Marubeni is set to team up with Mitsubishi to develop a trial wind project, consisting of three turbines and a substation, by 2016.
The 'Fukushima Recovery Floating Wind Farm Pilot Project' will run in two phases. The first will involve the installation of a 2MW turbine and a substation, while the second will see two 7MW turbines added.
Other companies and institutions involved include: Tokyo University, Mitsui Shipbuilding, Hitachi, IHI Marine.
In September, Japan’s trade ministry said it was planning a ¥10-20 billion ($130-260 million) project to develop a floating turbine in the deep waters off the northern coast.

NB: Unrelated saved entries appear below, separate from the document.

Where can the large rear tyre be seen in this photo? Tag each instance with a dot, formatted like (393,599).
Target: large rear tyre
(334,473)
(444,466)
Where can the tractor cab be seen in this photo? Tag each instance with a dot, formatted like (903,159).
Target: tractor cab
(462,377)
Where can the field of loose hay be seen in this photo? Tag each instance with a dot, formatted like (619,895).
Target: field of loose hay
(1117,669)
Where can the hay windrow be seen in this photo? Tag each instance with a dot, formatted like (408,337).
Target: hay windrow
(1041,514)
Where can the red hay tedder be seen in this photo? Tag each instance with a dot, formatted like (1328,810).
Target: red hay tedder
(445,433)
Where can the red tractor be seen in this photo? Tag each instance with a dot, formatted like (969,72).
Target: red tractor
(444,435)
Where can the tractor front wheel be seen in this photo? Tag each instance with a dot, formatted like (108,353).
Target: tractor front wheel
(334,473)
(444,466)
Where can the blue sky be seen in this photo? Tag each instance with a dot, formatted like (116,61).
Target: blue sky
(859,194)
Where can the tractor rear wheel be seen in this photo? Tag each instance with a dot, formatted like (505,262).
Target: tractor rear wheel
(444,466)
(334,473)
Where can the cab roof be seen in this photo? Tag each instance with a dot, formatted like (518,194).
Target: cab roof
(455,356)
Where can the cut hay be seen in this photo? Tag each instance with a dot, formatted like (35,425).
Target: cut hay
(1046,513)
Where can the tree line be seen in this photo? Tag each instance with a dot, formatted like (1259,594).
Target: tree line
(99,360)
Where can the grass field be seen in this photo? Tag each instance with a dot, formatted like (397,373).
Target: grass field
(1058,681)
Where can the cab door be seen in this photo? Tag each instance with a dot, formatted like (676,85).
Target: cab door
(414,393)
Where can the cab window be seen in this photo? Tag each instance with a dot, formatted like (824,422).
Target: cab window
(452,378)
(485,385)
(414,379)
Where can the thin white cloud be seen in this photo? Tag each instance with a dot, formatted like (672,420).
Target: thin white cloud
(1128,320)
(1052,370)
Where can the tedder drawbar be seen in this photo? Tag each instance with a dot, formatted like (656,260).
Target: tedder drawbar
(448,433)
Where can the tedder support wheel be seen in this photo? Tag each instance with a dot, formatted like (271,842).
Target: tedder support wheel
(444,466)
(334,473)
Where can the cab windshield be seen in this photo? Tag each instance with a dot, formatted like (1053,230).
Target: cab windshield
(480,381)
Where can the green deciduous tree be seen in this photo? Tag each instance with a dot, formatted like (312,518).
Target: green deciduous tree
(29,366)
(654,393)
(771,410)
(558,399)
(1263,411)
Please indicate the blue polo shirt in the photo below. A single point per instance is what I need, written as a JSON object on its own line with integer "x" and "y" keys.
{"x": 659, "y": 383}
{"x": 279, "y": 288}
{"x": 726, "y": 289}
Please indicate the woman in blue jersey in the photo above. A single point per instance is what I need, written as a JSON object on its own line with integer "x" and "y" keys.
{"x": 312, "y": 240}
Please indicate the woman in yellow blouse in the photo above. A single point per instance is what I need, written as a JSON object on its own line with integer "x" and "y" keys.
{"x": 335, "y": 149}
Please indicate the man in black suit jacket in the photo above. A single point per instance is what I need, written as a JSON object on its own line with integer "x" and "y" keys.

Marubeni's involvement was first reported last month. Last year, the company made its first offshore investment by taking a 49% stake in the UK's Gunfleet Sands project.
Japan hopes to develop a 1GW floating offshore project off its northern coast by 2020. The announcement follows the passing of a renewable-energy bill in the upper house of Japan's parliament.
There is sound reasoning behind Japan’s push for offshore wind. When the tsunami struck, the Kamisu near-shore wind farm on Japan's east coast withstood the magnitude-nine earthquake and contributed vital electricity in the aftermath of the disaster.
Kamisu is located 40 metres off Ibaraki prefecture and is comprised of seven 2MW Fuji Heavy Industries wind turbines.